Held: Yes. Petition dismissed.

Ratio:
The DST is levied on the exercise by persons of certain privileges conferred by law for the creation, revision, or termination of specific legal relationships through the execution of specific instruments.
The DST is an excise upon the privilege, opportunity, or facility offered at exchanges for the transaction of the business. In particular, the DST under Section 185 of the 1997 Tax Code is imposed on the privilege of making or renewing any policy of insurance (except life, marine, inland and fire insurance), bond or obligation in the nature of indemnity for loss, damage, or liability.
Petitioner's health care agreement is primarily a contract of indemnity. And in the recent case of Blue Cross Healthcare, Inc. v. Olivares, this Court ruled that a health care agreement is in the nature of a non-life insurance policy.

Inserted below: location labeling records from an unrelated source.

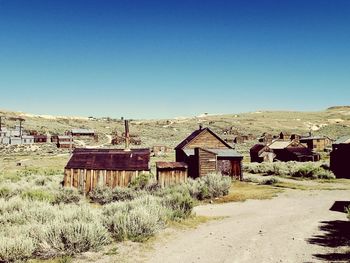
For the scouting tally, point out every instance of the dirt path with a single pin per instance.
(277, 230)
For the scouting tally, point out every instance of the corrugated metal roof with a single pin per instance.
(300, 151)
(279, 145)
(171, 165)
(343, 139)
(110, 159)
(312, 138)
(218, 152)
(195, 134)
(82, 131)
(257, 148)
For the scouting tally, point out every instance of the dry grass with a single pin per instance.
(241, 191)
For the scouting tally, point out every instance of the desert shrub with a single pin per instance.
(180, 205)
(125, 194)
(68, 238)
(5, 192)
(38, 194)
(269, 181)
(136, 220)
(67, 196)
(216, 184)
(16, 247)
(101, 195)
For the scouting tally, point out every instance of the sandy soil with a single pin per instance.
(277, 230)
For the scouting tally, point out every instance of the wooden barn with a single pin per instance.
(292, 151)
(340, 157)
(205, 152)
(82, 132)
(159, 150)
(88, 168)
(39, 138)
(261, 153)
(171, 173)
(317, 143)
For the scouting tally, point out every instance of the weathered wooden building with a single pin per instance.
(292, 151)
(88, 168)
(159, 150)
(317, 143)
(82, 132)
(171, 173)
(205, 152)
(340, 157)
(40, 138)
(261, 153)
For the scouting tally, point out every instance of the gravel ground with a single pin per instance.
(276, 230)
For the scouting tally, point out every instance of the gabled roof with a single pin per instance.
(110, 159)
(257, 148)
(87, 131)
(279, 144)
(217, 152)
(195, 134)
(300, 151)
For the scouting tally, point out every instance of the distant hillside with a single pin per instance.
(333, 122)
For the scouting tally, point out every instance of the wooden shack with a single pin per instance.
(292, 151)
(82, 132)
(317, 143)
(205, 152)
(261, 153)
(159, 150)
(88, 168)
(171, 173)
(40, 138)
(340, 157)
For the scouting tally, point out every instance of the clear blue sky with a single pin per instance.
(150, 59)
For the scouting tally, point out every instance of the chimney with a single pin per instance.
(127, 136)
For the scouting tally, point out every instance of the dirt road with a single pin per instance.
(284, 229)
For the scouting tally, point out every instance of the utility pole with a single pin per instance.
(127, 135)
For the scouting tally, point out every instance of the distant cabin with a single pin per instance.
(159, 150)
(340, 157)
(40, 138)
(83, 132)
(171, 173)
(261, 153)
(89, 168)
(205, 152)
(292, 151)
(317, 143)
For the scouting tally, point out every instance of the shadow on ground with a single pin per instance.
(336, 235)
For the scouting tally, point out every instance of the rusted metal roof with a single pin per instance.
(171, 165)
(196, 133)
(300, 151)
(110, 159)
(217, 152)
(257, 148)
(83, 131)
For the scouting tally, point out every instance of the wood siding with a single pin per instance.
(169, 177)
(206, 140)
(87, 180)
(206, 162)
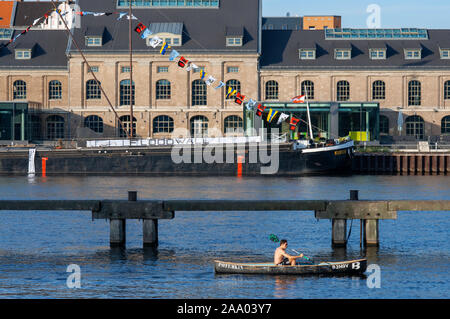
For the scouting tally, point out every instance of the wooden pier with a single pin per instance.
(150, 211)
(402, 163)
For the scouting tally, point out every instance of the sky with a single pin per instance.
(430, 14)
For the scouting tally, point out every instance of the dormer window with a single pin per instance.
(307, 54)
(413, 54)
(343, 54)
(377, 54)
(23, 54)
(234, 36)
(92, 41)
(445, 53)
(170, 32)
(234, 42)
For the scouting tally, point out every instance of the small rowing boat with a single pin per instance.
(351, 267)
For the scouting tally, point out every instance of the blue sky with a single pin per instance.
(431, 14)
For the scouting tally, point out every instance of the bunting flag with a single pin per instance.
(260, 110)
(221, 85)
(146, 34)
(140, 28)
(191, 66)
(299, 99)
(239, 98)
(251, 105)
(182, 62)
(283, 117)
(210, 80)
(202, 74)
(121, 15)
(173, 55)
(271, 115)
(293, 123)
(164, 48)
(231, 93)
(155, 41)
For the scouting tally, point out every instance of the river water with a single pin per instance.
(37, 247)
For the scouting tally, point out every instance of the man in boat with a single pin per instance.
(282, 258)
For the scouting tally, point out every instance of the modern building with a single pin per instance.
(357, 80)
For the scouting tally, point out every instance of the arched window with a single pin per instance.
(126, 124)
(94, 123)
(19, 90)
(54, 90)
(445, 125)
(126, 95)
(199, 126)
(163, 124)
(93, 91)
(163, 90)
(384, 125)
(271, 90)
(414, 93)
(447, 90)
(378, 90)
(199, 95)
(308, 89)
(234, 85)
(343, 91)
(233, 124)
(415, 126)
(55, 127)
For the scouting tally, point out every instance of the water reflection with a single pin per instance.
(283, 286)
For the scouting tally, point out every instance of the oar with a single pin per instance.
(275, 239)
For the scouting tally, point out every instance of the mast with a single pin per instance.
(131, 71)
(311, 136)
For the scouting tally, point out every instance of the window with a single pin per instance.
(378, 90)
(445, 125)
(234, 42)
(384, 125)
(415, 126)
(378, 54)
(234, 85)
(93, 41)
(93, 69)
(199, 95)
(308, 89)
(23, 54)
(55, 127)
(445, 53)
(163, 124)
(272, 90)
(125, 69)
(233, 124)
(307, 54)
(163, 69)
(19, 90)
(54, 90)
(94, 123)
(126, 93)
(343, 91)
(93, 91)
(126, 124)
(343, 54)
(414, 93)
(413, 54)
(199, 126)
(163, 90)
(447, 90)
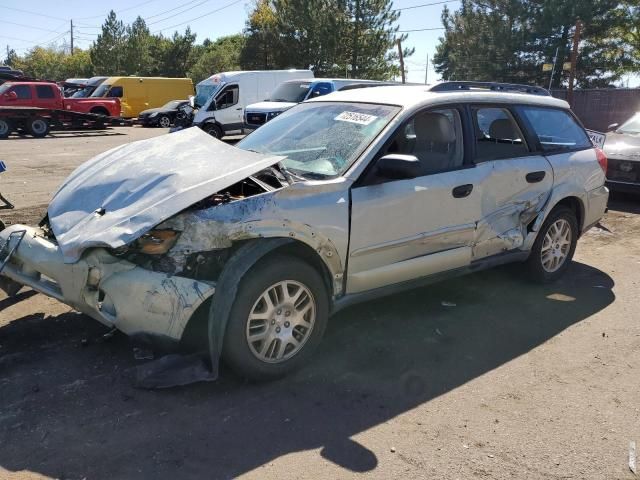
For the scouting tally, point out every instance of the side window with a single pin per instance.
(556, 129)
(22, 91)
(497, 135)
(44, 91)
(115, 92)
(320, 89)
(228, 97)
(433, 137)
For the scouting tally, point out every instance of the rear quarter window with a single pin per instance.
(556, 129)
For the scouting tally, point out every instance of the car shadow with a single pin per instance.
(69, 410)
(624, 202)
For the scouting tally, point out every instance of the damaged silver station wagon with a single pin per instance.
(339, 199)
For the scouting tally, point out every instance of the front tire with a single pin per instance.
(5, 128)
(554, 247)
(277, 319)
(164, 121)
(214, 130)
(38, 127)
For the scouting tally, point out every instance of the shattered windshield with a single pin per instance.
(204, 92)
(294, 92)
(631, 126)
(321, 139)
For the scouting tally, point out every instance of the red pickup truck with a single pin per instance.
(48, 95)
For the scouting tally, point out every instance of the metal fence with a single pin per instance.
(599, 108)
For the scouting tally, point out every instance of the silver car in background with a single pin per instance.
(622, 148)
(339, 199)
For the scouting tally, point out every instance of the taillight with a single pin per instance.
(602, 159)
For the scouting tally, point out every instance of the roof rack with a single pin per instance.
(492, 86)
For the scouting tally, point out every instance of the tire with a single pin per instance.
(242, 344)
(38, 127)
(548, 260)
(164, 121)
(6, 128)
(214, 130)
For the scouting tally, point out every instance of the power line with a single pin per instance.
(173, 9)
(32, 13)
(425, 5)
(421, 30)
(199, 17)
(29, 26)
(119, 11)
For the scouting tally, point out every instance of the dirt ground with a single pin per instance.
(485, 376)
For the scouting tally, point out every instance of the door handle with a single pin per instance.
(462, 191)
(535, 177)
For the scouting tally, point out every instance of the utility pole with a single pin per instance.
(426, 72)
(401, 59)
(553, 69)
(574, 61)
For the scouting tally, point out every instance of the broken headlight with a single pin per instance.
(157, 242)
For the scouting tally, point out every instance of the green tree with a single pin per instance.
(137, 60)
(108, 52)
(219, 56)
(509, 40)
(263, 46)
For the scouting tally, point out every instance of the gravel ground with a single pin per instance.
(484, 376)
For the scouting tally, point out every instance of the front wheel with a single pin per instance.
(277, 320)
(554, 247)
(213, 130)
(164, 121)
(38, 127)
(5, 128)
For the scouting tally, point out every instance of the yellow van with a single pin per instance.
(141, 93)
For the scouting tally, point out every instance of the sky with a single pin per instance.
(43, 22)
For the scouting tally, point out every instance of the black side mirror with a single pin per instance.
(399, 166)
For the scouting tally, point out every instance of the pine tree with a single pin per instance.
(108, 53)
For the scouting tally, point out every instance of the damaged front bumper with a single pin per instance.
(109, 289)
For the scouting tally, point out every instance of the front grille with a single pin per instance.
(623, 170)
(256, 118)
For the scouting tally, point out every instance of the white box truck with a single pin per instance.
(221, 98)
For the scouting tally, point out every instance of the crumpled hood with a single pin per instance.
(118, 195)
(265, 107)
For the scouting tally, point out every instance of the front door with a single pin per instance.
(406, 229)
(228, 111)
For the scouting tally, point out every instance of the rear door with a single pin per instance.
(519, 183)
(410, 228)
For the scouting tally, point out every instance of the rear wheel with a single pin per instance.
(554, 247)
(213, 130)
(5, 128)
(38, 127)
(164, 121)
(277, 320)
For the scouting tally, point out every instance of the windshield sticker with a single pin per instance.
(355, 117)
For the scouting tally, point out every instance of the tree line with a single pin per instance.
(510, 40)
(333, 37)
(492, 40)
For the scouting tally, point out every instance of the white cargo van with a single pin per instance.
(221, 98)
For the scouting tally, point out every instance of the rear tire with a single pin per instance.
(554, 247)
(6, 128)
(164, 121)
(264, 339)
(38, 127)
(214, 130)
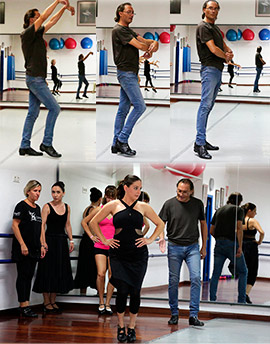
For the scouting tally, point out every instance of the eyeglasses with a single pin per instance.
(129, 12)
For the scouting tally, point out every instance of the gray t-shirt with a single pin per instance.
(126, 56)
(182, 220)
(225, 221)
(206, 32)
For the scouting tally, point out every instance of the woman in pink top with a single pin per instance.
(102, 251)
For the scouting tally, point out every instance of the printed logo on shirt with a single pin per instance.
(34, 217)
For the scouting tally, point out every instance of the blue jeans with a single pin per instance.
(191, 255)
(226, 249)
(39, 93)
(82, 79)
(211, 81)
(256, 82)
(130, 93)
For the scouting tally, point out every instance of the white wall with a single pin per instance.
(15, 10)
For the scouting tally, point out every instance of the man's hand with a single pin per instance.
(203, 252)
(162, 245)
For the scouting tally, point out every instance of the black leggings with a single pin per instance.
(25, 269)
(123, 289)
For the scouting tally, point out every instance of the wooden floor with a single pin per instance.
(80, 325)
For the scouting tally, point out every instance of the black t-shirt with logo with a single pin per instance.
(30, 229)
(182, 220)
(34, 51)
(225, 221)
(206, 32)
(126, 56)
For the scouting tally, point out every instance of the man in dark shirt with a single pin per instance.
(227, 229)
(126, 46)
(259, 66)
(213, 52)
(34, 51)
(182, 214)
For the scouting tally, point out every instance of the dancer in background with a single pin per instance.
(250, 245)
(102, 251)
(27, 244)
(54, 275)
(82, 78)
(34, 51)
(128, 253)
(86, 274)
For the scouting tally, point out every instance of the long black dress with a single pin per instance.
(54, 273)
(128, 262)
(86, 274)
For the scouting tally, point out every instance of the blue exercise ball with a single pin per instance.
(86, 43)
(54, 44)
(62, 43)
(148, 35)
(264, 35)
(231, 35)
(239, 34)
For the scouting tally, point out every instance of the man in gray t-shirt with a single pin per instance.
(126, 46)
(182, 213)
(226, 228)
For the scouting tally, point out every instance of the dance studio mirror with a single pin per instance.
(64, 49)
(213, 185)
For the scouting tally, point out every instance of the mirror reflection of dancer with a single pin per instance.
(213, 52)
(128, 250)
(34, 51)
(126, 46)
(259, 67)
(231, 65)
(82, 78)
(250, 245)
(57, 83)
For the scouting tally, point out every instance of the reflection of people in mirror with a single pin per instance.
(224, 222)
(182, 213)
(250, 245)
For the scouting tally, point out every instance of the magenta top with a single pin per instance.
(107, 229)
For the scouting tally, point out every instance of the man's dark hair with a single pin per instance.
(186, 181)
(120, 8)
(235, 198)
(29, 14)
(205, 5)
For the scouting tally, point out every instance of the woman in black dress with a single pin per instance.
(27, 245)
(54, 273)
(86, 274)
(128, 252)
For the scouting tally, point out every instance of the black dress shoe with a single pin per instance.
(195, 321)
(29, 151)
(202, 152)
(124, 149)
(27, 312)
(248, 299)
(121, 334)
(173, 320)
(131, 336)
(208, 146)
(50, 151)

Its health care agreement is not a contract for the provision of medical services. Petitioner does not actually provide medical or hospital services but merely arranges for the same
It is also incorrect to say that the health care agreement is not based on loss or damage because, under the said agreement, petitioner assumes the liability and indemnifies its member for hospital, medical and related expenses (such as professional fees of physicians). The term "loss or damage" is broad enough to cover the monetary expense or liability a member will incur in case of illness or injury.
Philamcare Health Systems, Inc. v. CA.- The health care agreement was in the nature of non-life insurance, which is primarily a contract of indemnity.
Similarly, the insurable interest of every member of petitioner's health care program in obtaining the health care agreement is his own health. Under the agreement, petitioner is bound to indemnify any member who incurs hospital, medical or any other expense arising from sickness, injury or other stipulated contingency to the extent agreed upon under the contract.